Underrated: The Grand Spontanean

The Grand Spontaneon is a 90-minute rock opera, exploring topics such as relationships, anxiety and mental illness, and the role of social media during mass hysteria. With a choose-your-own-adventure ending, unique samples, and killer features, Telethon manages to create a truly refreshing album that was never expected from the small band from Milwaukee.

Told in five parts, The Grand Spontaneon guides the listener through the life of one twenty-something man wasting his days online. One particular day he falls down the rabbit hole and stumbles across a mysterious website prophesying the end of the world. Shocked, he is immediately thrown into a state of internal crisis.
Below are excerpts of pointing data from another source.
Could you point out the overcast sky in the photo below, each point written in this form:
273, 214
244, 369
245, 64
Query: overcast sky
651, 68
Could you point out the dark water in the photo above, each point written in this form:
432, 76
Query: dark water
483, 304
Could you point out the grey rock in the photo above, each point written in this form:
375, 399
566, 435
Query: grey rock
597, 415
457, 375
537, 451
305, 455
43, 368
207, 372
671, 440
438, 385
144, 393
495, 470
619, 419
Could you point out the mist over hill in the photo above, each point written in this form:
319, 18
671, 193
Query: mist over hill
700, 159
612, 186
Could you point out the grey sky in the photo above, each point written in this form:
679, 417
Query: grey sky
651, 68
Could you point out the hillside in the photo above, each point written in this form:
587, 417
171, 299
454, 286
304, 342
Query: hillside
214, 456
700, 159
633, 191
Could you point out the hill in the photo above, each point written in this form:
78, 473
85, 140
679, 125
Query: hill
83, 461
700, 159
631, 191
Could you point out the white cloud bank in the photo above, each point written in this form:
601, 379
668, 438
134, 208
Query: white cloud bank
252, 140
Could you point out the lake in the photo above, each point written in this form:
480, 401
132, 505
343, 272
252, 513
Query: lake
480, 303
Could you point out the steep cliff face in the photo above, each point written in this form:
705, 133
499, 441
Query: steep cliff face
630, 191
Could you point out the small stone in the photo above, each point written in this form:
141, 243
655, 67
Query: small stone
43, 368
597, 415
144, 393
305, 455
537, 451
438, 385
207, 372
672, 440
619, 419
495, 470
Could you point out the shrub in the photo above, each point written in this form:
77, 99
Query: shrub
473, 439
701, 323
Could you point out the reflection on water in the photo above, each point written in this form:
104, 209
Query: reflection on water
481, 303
Throughout the rest of the 30 track album, we follow his journey as well as the general population as they to react to their impending doom.
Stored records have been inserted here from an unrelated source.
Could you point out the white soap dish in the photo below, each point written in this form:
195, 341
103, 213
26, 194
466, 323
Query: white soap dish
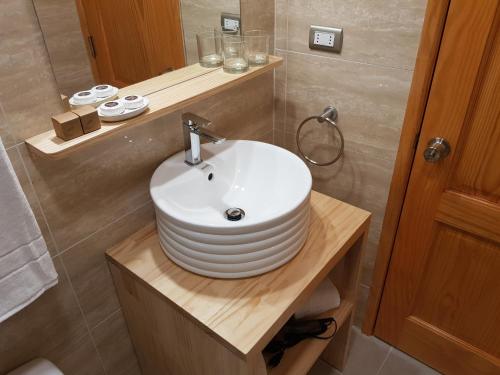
94, 97
122, 109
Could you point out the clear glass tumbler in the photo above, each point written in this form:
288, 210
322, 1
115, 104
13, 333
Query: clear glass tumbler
235, 54
210, 48
258, 47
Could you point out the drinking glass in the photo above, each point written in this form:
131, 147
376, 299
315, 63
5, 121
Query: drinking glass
210, 48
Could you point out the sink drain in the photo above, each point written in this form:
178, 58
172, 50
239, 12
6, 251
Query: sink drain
234, 214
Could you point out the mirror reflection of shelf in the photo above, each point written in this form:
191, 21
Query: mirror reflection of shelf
300, 358
190, 88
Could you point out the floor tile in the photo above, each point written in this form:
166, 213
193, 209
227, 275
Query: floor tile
399, 363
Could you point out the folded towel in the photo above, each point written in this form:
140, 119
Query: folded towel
26, 268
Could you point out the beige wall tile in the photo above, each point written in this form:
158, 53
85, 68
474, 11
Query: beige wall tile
399, 363
113, 342
245, 112
28, 93
88, 270
371, 101
94, 188
375, 31
22, 176
78, 358
366, 356
258, 14
60, 25
43, 328
90, 189
280, 82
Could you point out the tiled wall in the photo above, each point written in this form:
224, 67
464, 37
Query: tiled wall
61, 29
368, 83
90, 201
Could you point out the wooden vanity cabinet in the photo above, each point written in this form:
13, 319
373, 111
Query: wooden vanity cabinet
185, 324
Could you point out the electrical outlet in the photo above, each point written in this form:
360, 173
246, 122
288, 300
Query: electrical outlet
325, 38
230, 22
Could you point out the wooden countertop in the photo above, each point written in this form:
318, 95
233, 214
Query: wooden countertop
246, 313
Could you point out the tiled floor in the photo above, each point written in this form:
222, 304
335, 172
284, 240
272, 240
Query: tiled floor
370, 356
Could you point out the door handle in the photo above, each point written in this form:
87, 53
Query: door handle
437, 149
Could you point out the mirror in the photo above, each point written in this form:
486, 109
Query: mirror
122, 42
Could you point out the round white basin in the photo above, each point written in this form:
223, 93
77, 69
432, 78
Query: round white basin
264, 189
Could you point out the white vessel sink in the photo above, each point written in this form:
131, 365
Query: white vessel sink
270, 184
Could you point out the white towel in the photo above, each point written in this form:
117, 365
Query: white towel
26, 269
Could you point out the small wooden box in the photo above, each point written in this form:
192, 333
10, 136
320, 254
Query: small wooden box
67, 126
89, 118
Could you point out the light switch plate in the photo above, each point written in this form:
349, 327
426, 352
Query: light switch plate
325, 38
230, 22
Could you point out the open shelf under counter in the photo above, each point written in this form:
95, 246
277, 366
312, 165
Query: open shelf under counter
184, 88
299, 359
184, 323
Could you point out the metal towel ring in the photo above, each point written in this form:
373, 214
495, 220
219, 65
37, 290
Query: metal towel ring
329, 115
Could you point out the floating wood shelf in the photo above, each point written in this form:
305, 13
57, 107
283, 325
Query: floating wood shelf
172, 313
300, 358
188, 86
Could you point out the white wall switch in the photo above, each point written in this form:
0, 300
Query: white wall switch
325, 38
230, 22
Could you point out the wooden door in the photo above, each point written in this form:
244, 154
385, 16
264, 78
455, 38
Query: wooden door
132, 40
441, 300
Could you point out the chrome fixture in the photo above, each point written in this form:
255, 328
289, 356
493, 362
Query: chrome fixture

The album truly shines on it’s more ambitious tracks, particularly on “Stillwave” in Act Three, with a feature by Chris Farren. The protagonist suddenly decides to visit Disneyland when he finds out the park has been abandoned, they vividly describe a once joyful scene now grim and overtaken by squatters and outcasts. The song, nearing 10 minutes in length, switches back and forth from folksy to power punk in its own 6 act arc reminiscent of Green Day’s “Jesus of Suburbia.”

Altogether, the album plays with its format in a refreshing way. The album’s clear and deliberate narrative guides the listener to make a choice between two distinct endings to round out the story.

Telethon’s ambitious rock opera does in many ways what others in the past have not. The Grand Spontaneon has a succinct narrative in a reliable stream of consciousness format. When suggesting this album to others, I had to control myself, as I was very close to telling too much. Riddled with callbacks and recontextualizing previous lyrics, the whole album feels like an experience that deserves to be listened to once. More like several times.